I wonder if the academic computing universe is splitting into two camps: those where students deal directly with architecture, low-level languages, concurrency, and performance, and those where students stay at a higher level of abstraction (typically expressed with Java or Python)?
I would add to this that we have research computer users who prefer the expressiveness of languages such as Matlab, often ignoring the huge performance penalty for using such languages. The value to them is the ease of writing/maintaining their “code”. Tools such as ISC’s StarP attempt to build compiled code from the Matlab code. While this is good, there are issues.
Basically the further you remove yourself from the underlying hardware, the higher the performance penalty you pay. Compilers provide a way to abstractly map a code onto a relatively generic model of a processor. So you don’t write in low level language, which is both harder to do, and harder to maintain.
The higher up you go in abstraction and ease of use, the lower your overall performance will be.
Or as I have put it for (my gosh has it been this long?) the past 20 years:
Portable codes are not fast, fast codes are not portable.
You can write very close to the metal or silicon, and as this requires that your code take into account the model of the underlying hardware, you may use the hardware more effectively. At the cost of not being able to easily move your code with minimal impact over to another machine with a somewhat different architecture (NUMA vs non-NUMA).
You can write completely abstractly, never even thinking about the architecture. This leads to all sorts of nice things like object oriented designs, object factories, and other paradigms. None of which are very appropriate for HPC coding. Of you can consider the architecture issues, focus upon design for performance, and use tools that often allow you to get better overall optimization … which often means using fortran or similar as the HLL, and hand coded assembly as the low level versions.

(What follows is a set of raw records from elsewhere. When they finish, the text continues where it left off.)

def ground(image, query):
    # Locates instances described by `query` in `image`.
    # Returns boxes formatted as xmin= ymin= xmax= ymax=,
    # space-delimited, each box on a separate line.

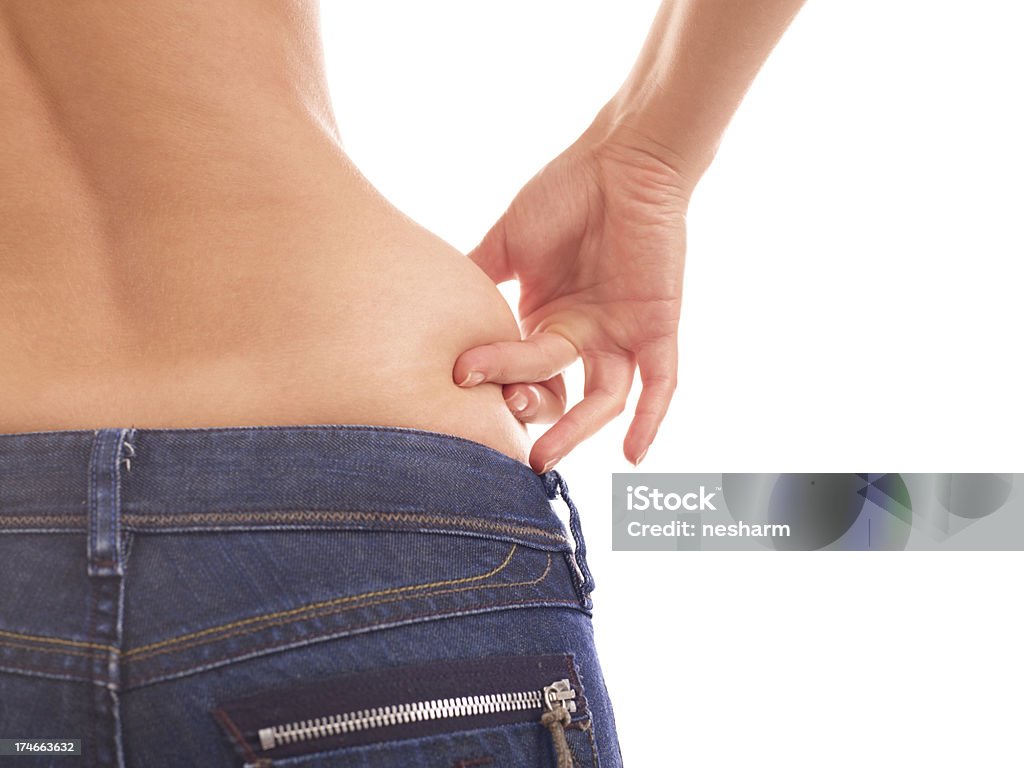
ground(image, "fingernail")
xmin=459 ymin=371 xmax=483 ymax=387
xmin=505 ymin=392 xmax=529 ymax=414
xmin=541 ymin=456 xmax=562 ymax=475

Or coding FPGAs, GPUs, etc. When performance is the most important thing, abstraction penalties are painful.
Is there a bifurcation? Yes, I believe so. One of the comments in the post noted
The audience, mainly from industry, certainly picked it up; several identified themselves as hiring managers, and lamented the general ignorance of performance and architecture details. At least one of them said he prefers to interview only EE graduates – for software jobs – since CS students typically do not bring what his company needs (the industries represented here were quite varied: search engine, medical instruments, cluster consulting etc).
I personally prefer scientists and engineers who view computers and computing as means to an end. There are some CS folks highly focused upon performance. They are unfortunately few and far between.
When it comes down to it, pure CS isn’t about high performance. Pure CS folks aren’t into the performance side, and don’t necessarily grasp all it takes to get the performance. An engineer or scientist who has worked hard to speed up their code has looked into what is required to get the performance and focuses some effort there.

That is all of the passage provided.